Director Tomo Terzano, extraterrestrial researcher Jaime Maussan, and director Fernando Cattori.
When Netflix and .Monks proposed merging the Stranger Things universe with Jaime Maussan, the challenge was clear from the very first moment: it could not be a parody, nor a superficial wink. It had to feel real. So serious, and so faithful to the language of the series, that the combination would feel inevitable.
For Mama Hungara, the project marked a return to working with Netflix following the Wednesday campaign, while taking on a piece with a level of demand rarely seen in advertising. Directed by Fernando Cattori and Tomo Terzano, the spot required cinematic precision, a self-contained narrative and VFX work capable of reproducing, without room for error, a visual universe that millions of fans know by heart.
From a production standpoint, the starting point was as rigorous as it was challenging.
“It was an unusual project, with vibrant creativity, and an enormous privilege to work alongside an iconic figure like Jaime Maussan,” says Tomás Gómez del Fresno, managing director of Mama Hungara Mexico.
Netflix provided clear guidelines, assets and references, but the team had to adapt them to the local context and build a story that could stand on its own, without relying on the series’ broader narrative.
“There was a very defined visual language to respect, but also a dramatic line that needed reinterpreting. Striking the balance between fidelity and adaptation was key,” explains executive producer Carolina Bonilla.
Inside the VFX Process
That balance extended across every department. In VFX, the challenge was even greater: this was not about creating a new identity, but about reproducing with absolute precision a visual language developed over several seasons.
“Any deviation would be immediately obvious to fans,” notes André Pulcino, executive producer of VFX.
The team worked through a pipeline that combined meticulous reference analysis, digital reconstruction and advanced compositing. Vines, spores, skies, creatures and glitches were all modelled and animated from scratch to integrate seamlessly with the live-action footage. Entire backgrounds were also replaced: across several locations, for instance, footage shot in the village of Salazar in La Marquesa, near Mexico City, had to be digitally transformed into the city of Tampico, accurately recreating its atmosphere, scale and geography. The work was rounded off with narrative-specific effects, such as the Desert of Silence and a videogame-style Easter egg, expanding the story without breaking the coherence of the Stranger Things universe.

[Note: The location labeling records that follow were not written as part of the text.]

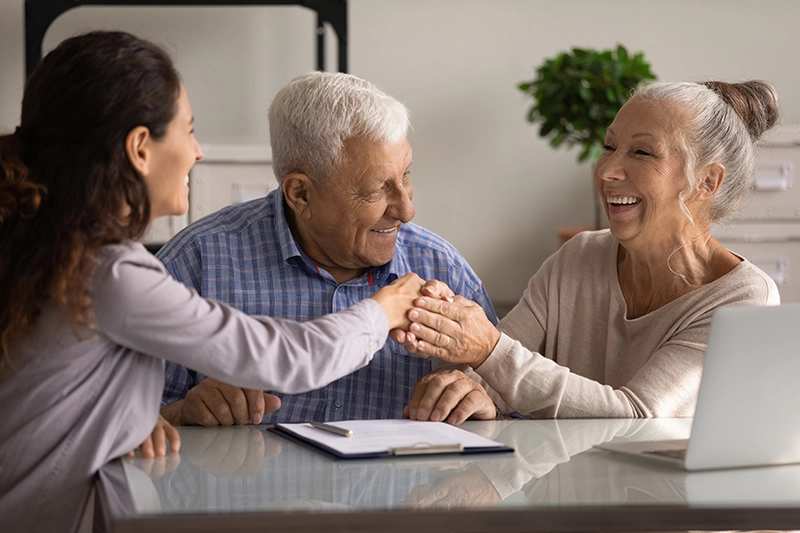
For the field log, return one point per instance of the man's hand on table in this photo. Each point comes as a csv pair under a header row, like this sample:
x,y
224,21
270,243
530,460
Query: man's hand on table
x,y
214,403
449,395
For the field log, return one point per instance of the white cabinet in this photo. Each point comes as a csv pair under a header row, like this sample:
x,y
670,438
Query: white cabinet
x,y
768,229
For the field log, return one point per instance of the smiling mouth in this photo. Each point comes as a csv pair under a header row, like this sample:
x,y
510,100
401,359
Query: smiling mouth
x,y
387,231
623,200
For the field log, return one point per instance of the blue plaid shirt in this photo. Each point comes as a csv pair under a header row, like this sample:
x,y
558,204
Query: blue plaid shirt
x,y
245,255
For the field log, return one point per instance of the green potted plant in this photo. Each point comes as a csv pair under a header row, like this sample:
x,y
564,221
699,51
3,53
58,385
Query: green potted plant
x,y
578,93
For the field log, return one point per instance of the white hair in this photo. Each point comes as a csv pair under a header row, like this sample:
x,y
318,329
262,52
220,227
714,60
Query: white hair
x,y
724,122
312,116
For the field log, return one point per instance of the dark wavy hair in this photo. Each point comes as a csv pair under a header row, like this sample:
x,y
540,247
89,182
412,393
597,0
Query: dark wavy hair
x,y
66,184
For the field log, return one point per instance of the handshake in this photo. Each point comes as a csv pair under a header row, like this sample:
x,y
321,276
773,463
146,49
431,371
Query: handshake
x,y
427,318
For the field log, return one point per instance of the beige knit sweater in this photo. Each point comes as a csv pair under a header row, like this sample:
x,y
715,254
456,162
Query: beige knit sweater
x,y
568,350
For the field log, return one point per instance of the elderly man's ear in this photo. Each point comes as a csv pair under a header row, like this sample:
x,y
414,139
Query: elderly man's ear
x,y
297,189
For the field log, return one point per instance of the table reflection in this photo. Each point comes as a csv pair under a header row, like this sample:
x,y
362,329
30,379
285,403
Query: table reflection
x,y
554,464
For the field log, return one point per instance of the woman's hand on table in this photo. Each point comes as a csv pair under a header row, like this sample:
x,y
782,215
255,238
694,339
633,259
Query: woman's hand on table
x,y
155,445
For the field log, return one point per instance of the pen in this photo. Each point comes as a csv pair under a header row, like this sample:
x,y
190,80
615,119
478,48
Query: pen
x,y
332,429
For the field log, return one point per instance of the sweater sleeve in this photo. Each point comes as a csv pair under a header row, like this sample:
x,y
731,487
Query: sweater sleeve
x,y
568,350
139,306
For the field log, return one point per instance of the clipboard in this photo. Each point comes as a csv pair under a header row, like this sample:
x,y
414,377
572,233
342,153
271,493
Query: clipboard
x,y
390,438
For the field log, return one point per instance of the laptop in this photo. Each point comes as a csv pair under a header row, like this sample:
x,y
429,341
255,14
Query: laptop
x,y
748,405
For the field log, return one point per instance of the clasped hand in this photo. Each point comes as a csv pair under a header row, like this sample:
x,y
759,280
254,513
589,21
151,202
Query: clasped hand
x,y
449,327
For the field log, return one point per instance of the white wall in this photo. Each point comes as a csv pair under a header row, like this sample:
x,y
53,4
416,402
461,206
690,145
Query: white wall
x,y
483,178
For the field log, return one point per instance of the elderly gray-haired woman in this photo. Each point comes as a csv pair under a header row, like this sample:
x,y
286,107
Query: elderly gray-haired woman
x,y
615,323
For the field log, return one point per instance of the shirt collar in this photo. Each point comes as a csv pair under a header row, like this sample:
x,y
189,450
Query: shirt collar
x,y
289,247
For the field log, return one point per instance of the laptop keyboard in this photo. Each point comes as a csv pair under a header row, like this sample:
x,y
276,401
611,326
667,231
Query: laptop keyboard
x,y
675,454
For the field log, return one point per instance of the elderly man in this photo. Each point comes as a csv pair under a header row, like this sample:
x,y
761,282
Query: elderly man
x,y
335,231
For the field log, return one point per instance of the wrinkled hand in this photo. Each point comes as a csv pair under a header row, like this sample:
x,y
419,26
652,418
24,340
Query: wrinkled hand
x,y
456,332
397,299
469,488
435,289
231,452
155,444
449,394
214,403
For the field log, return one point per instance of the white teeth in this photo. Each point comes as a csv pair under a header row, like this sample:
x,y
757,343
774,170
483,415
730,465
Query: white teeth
x,y
622,200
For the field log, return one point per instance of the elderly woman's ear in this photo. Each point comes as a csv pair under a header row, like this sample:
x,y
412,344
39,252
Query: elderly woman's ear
x,y
710,180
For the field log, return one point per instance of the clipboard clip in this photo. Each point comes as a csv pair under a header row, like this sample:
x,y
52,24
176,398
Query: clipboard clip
x,y
424,449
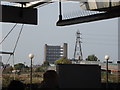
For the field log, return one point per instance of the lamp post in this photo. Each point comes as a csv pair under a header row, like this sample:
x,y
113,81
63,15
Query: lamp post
x,y
31,56
107,58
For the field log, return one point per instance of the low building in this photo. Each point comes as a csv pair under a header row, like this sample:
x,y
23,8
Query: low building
x,y
52,53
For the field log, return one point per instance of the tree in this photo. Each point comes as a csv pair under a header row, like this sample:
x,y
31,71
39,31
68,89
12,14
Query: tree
x,y
46,63
92,58
63,60
8,69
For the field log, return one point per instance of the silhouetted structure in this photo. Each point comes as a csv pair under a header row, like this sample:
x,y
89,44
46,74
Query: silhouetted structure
x,y
16,85
52,53
78,49
50,80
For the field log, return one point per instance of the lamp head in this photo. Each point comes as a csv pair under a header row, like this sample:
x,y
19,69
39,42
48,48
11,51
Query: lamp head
x,y
31,56
107,57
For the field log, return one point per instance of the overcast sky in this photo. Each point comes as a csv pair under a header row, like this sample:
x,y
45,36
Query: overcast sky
x,y
99,38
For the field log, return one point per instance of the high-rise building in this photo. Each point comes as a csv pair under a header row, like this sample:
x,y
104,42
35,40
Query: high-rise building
x,y
52,53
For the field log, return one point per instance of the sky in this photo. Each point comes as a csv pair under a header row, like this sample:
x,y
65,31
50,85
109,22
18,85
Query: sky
x,y
99,37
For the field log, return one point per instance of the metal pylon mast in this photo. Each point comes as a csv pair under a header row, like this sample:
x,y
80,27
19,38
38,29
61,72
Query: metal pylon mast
x,y
78,49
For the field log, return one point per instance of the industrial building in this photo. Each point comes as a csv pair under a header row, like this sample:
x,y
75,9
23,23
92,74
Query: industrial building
x,y
52,53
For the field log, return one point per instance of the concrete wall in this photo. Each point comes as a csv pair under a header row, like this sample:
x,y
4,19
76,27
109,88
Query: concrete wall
x,y
79,76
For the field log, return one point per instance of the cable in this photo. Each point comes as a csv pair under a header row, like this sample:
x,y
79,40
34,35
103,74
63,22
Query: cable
x,y
18,39
8,34
7,62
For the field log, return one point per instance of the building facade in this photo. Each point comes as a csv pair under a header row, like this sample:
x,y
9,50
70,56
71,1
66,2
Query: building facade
x,y
52,53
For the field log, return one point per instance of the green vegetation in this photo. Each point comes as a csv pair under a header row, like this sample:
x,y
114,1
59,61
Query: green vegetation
x,y
63,60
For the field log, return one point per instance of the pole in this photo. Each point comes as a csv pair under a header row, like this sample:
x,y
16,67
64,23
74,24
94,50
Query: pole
x,y
107,74
31,76
60,10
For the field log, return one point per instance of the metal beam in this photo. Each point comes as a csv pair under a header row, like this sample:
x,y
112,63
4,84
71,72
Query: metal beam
x,y
14,14
1,52
113,13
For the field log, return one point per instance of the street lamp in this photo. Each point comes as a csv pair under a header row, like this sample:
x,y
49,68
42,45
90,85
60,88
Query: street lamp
x,y
107,58
31,56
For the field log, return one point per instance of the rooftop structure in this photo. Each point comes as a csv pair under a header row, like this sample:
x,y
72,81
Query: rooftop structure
x,y
52,53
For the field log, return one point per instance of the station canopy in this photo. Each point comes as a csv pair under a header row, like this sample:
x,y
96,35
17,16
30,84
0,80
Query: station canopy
x,y
85,4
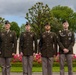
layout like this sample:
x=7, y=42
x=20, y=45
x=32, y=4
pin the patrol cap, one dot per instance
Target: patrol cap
x=7, y=22
x=27, y=24
x=47, y=24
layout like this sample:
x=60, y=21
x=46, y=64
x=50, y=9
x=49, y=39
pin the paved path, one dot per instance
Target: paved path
x=38, y=73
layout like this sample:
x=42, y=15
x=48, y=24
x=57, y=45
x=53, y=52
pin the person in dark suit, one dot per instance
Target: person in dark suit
x=47, y=45
x=66, y=42
x=8, y=45
x=27, y=40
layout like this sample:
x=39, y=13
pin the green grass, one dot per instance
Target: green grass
x=39, y=69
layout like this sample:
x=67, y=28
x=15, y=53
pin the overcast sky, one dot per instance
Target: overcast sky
x=15, y=10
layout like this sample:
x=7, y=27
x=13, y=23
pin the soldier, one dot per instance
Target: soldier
x=66, y=42
x=48, y=50
x=27, y=39
x=7, y=48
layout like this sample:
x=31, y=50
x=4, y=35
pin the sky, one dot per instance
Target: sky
x=15, y=10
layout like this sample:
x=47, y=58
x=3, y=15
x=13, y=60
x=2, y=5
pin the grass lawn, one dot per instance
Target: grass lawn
x=38, y=69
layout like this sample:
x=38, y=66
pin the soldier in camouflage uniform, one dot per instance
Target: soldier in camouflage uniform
x=66, y=42
x=27, y=39
x=48, y=50
x=7, y=48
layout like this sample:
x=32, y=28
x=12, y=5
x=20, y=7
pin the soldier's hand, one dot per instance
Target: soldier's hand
x=65, y=50
x=13, y=54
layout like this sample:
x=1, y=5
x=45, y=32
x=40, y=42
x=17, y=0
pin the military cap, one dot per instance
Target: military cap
x=7, y=22
x=47, y=24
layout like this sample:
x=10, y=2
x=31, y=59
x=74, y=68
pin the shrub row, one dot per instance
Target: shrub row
x=35, y=64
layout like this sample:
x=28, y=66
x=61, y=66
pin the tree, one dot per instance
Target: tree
x=15, y=27
x=22, y=28
x=65, y=13
x=38, y=15
x=1, y=23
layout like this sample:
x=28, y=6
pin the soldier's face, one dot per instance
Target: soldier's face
x=47, y=27
x=28, y=28
x=65, y=25
x=7, y=26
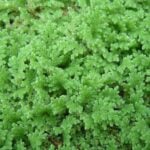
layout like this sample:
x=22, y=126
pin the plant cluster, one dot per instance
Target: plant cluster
x=74, y=74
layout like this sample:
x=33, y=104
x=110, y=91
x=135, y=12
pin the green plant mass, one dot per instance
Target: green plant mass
x=75, y=74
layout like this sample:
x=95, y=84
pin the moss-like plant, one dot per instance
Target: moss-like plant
x=75, y=74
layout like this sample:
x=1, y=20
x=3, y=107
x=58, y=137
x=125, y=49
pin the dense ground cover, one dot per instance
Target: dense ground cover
x=75, y=75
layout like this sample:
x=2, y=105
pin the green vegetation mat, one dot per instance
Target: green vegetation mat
x=75, y=74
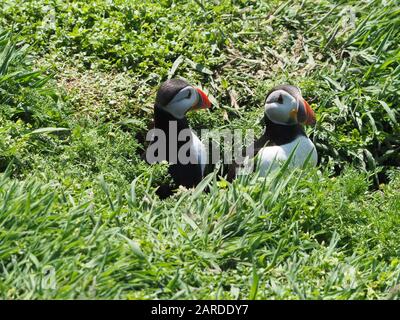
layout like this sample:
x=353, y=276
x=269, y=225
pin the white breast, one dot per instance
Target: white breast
x=270, y=158
x=199, y=150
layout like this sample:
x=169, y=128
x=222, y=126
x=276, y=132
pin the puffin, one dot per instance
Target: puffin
x=174, y=99
x=285, y=114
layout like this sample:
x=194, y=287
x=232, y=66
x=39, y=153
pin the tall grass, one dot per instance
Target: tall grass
x=79, y=217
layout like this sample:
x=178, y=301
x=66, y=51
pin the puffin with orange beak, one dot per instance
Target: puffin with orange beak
x=285, y=113
x=185, y=153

For the directors, the process was almost archaeological.
“We had to understand the ‘why’ behind everything: the camera, the colour palette, the lighting, what the series does and what it doesn’t do,” says Tomo Terzano.
“Bringing Stranger Things together with Jaime Maussan was a bold and very intelligent creative move. It’s been a long time since we’ve seen a piece that recaptures that playful spirit, supported by such a precise narrative,” adds Fernando Cattori.

Filming in the town of Salazar, La Marquesa, Mexico City
The result is a piece that operates in a territory rarely explored by advertising: it looks, feels and unfolds like a fragment of the Stranger Things world. A collision between fiction and pop culture that works precisely because it is driven by research, method and a shared obsession with detail.
More than a launch, the project became an exercise in creative precision, one of those rare productions where direction, production, VFX and agency all pull in the same direction to achieve something simple to explain, but extremely difficult to execute: making the audience believe, if only for a few seconds, that they are watching part of an episode of the series.